Selain itu, akun media sosialnya dipenuhi dengan materi anti-Islam, termasuk video grafis yang menggambarkan seorang perempuan Muslim dihukum rajam karena hubungan di luar nikah. “Ini adalah hukum Islam dan akan terlihat di jalanan kota Anda jika Anda tidak segera sadar,” jelas Abdulmohsen dalam video tersebut, meskipun keasliannya belum dapat diverifikasi.
Sebelum melakukan serangan, Abdulmohsen pernah diwawancarai oleh media Jerman dan internasional, termasuk situs-situs sayap kanan. Ia memposisikan dirinya sebagai aktivis hak asasi manusia. Pada 2017, ia sempat berkorespondensi dengan The New Arab, dan pada 2019, ia diwawancarai oleh BBC. Dalam salah satu wawancaranya, ia mengungkapkan bahwa ia datang ke Jerman untuk pelatihan sebagai psikoterapis, tetapi kemudian mengajukan suaka setelah menerima ancaman pembunuhan karena meninggalkan Islam.
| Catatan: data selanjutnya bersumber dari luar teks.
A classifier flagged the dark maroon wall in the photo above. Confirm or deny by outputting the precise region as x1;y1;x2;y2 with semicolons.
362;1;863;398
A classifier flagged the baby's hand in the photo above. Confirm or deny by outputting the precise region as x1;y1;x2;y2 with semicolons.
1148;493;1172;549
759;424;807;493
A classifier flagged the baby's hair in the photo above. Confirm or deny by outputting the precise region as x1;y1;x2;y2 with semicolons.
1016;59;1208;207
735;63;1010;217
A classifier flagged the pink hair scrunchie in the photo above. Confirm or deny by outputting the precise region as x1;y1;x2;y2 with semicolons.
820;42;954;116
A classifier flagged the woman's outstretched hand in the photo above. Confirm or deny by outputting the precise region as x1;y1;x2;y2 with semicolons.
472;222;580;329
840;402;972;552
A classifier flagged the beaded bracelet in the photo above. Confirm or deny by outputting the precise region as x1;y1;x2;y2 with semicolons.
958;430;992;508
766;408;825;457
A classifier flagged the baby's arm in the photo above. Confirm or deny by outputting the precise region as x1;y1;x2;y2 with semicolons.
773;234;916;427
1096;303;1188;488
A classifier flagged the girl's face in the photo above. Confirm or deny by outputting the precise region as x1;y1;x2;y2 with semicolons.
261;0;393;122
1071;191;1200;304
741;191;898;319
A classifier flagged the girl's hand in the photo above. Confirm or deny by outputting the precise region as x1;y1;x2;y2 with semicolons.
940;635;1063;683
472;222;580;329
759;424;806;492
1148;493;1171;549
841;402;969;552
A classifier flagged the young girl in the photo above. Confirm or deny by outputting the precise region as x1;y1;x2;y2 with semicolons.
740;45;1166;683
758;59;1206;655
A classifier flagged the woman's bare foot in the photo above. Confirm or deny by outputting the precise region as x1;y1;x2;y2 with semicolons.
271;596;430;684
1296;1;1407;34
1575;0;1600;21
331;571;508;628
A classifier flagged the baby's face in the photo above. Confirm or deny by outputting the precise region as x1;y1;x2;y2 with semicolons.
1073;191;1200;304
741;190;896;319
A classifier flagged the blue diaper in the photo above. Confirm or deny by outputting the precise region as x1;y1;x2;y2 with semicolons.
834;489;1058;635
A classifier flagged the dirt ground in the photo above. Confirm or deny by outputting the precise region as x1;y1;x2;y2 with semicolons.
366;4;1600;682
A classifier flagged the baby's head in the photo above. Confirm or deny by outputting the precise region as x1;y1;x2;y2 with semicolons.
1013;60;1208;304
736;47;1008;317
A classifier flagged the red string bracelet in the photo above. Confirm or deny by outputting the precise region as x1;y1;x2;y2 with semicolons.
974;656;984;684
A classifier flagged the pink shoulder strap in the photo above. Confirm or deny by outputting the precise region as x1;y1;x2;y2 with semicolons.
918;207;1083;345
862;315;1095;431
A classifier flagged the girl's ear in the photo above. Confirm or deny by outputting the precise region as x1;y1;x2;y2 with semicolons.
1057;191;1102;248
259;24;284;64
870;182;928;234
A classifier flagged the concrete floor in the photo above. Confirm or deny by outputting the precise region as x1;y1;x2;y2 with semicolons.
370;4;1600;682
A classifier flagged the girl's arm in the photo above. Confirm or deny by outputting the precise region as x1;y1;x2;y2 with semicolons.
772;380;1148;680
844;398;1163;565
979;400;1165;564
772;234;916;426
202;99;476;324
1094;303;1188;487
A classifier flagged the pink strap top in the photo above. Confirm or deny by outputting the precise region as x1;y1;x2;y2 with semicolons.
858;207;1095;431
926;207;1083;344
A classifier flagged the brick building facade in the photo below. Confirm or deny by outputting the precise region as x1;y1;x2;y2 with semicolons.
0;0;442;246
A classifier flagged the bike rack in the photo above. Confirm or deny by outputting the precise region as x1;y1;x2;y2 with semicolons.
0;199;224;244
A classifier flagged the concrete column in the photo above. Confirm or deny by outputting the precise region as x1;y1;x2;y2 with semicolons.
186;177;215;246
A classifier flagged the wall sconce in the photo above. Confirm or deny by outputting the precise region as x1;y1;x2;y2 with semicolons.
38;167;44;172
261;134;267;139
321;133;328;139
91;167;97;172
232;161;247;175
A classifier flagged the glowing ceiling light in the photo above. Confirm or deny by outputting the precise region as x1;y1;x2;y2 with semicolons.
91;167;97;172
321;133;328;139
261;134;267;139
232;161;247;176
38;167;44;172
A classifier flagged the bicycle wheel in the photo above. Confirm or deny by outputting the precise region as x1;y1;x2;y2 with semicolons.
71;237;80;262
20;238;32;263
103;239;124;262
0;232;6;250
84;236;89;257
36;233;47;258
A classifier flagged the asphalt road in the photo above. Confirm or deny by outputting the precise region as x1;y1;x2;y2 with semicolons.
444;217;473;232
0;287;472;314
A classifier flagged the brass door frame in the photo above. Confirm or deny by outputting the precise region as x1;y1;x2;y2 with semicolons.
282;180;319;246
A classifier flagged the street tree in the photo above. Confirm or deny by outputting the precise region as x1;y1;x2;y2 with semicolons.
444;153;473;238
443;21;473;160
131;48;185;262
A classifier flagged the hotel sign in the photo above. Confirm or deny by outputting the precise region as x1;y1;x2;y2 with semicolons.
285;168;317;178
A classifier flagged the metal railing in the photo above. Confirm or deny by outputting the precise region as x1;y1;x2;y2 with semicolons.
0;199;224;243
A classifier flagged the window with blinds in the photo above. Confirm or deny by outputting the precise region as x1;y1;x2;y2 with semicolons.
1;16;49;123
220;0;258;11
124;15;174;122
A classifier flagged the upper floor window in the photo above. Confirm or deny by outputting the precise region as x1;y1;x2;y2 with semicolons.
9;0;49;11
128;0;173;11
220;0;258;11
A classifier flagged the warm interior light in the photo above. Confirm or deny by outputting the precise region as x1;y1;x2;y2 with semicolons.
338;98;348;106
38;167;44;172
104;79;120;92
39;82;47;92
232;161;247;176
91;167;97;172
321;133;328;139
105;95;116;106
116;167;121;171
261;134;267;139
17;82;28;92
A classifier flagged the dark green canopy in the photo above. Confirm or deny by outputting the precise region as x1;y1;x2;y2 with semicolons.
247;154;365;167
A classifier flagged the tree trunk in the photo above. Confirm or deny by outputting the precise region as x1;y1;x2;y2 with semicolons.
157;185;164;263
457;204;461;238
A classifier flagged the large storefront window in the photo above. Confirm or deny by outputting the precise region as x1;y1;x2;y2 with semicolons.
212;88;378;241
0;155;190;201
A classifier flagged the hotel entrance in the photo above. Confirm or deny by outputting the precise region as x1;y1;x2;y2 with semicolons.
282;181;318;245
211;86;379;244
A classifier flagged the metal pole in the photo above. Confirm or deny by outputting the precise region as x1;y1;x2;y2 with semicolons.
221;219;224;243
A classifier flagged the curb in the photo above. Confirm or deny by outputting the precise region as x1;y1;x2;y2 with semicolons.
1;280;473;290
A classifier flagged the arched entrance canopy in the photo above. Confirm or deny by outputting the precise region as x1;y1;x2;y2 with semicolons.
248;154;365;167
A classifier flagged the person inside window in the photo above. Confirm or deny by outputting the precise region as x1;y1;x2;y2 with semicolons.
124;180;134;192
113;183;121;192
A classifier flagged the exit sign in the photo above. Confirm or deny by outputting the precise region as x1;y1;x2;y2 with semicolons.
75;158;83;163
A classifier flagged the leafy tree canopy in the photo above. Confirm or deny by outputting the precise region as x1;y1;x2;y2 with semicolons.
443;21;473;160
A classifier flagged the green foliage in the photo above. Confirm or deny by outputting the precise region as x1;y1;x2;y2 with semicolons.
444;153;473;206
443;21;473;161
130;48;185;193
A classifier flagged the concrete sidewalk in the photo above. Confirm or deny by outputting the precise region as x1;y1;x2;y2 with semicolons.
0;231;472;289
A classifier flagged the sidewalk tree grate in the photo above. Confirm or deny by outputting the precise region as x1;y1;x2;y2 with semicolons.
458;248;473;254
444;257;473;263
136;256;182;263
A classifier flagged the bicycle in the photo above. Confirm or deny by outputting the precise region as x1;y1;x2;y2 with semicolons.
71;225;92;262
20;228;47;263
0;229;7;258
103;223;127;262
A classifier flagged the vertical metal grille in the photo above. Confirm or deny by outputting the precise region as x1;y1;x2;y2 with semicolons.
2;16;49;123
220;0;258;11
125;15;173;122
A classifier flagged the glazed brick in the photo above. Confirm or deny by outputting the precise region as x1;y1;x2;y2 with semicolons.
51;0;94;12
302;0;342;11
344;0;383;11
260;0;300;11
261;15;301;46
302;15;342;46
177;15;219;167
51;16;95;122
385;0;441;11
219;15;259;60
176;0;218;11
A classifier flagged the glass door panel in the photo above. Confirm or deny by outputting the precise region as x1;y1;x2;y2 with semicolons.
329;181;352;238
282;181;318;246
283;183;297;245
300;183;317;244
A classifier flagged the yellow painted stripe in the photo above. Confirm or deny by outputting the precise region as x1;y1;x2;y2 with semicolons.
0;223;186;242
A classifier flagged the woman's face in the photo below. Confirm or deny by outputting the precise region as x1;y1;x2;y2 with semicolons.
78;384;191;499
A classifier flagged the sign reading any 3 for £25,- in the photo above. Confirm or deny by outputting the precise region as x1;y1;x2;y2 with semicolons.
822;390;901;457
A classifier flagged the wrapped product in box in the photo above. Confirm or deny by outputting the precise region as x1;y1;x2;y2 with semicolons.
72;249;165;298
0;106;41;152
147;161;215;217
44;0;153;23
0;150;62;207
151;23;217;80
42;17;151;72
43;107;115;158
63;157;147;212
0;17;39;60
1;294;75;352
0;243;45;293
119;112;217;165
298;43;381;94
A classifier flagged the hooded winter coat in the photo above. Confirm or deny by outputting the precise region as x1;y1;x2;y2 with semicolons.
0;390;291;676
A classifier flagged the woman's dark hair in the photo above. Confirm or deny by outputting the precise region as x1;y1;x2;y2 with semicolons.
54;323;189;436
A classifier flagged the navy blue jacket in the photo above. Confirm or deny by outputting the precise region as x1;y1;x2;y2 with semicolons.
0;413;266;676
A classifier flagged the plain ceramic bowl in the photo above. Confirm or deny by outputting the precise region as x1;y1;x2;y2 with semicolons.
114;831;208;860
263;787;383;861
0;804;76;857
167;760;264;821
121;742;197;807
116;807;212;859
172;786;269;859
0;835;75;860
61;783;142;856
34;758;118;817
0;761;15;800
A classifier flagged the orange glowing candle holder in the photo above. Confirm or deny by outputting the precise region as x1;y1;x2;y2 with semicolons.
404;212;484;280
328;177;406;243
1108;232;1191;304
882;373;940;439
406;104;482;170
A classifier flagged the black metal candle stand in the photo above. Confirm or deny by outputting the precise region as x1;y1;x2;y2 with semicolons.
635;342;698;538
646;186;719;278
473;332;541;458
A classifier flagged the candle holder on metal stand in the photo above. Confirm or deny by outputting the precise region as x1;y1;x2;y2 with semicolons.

Lima hari sebelum serangan, Abdulmohsen mengkritik pengungsi Suriah di Jerman dalam sebuah wawancara dengan RAIR Foundation, sebuah organisasi sayap kanan. “Jerman menyambut orang-orang Suriah, termasuk banyak Islamis. Sementara secara bersamaan menolak murtadin dari Saudi, orang-orang yang benar-benar melarikan diri dari hukuman mati berbasis syariah,” tegasnya.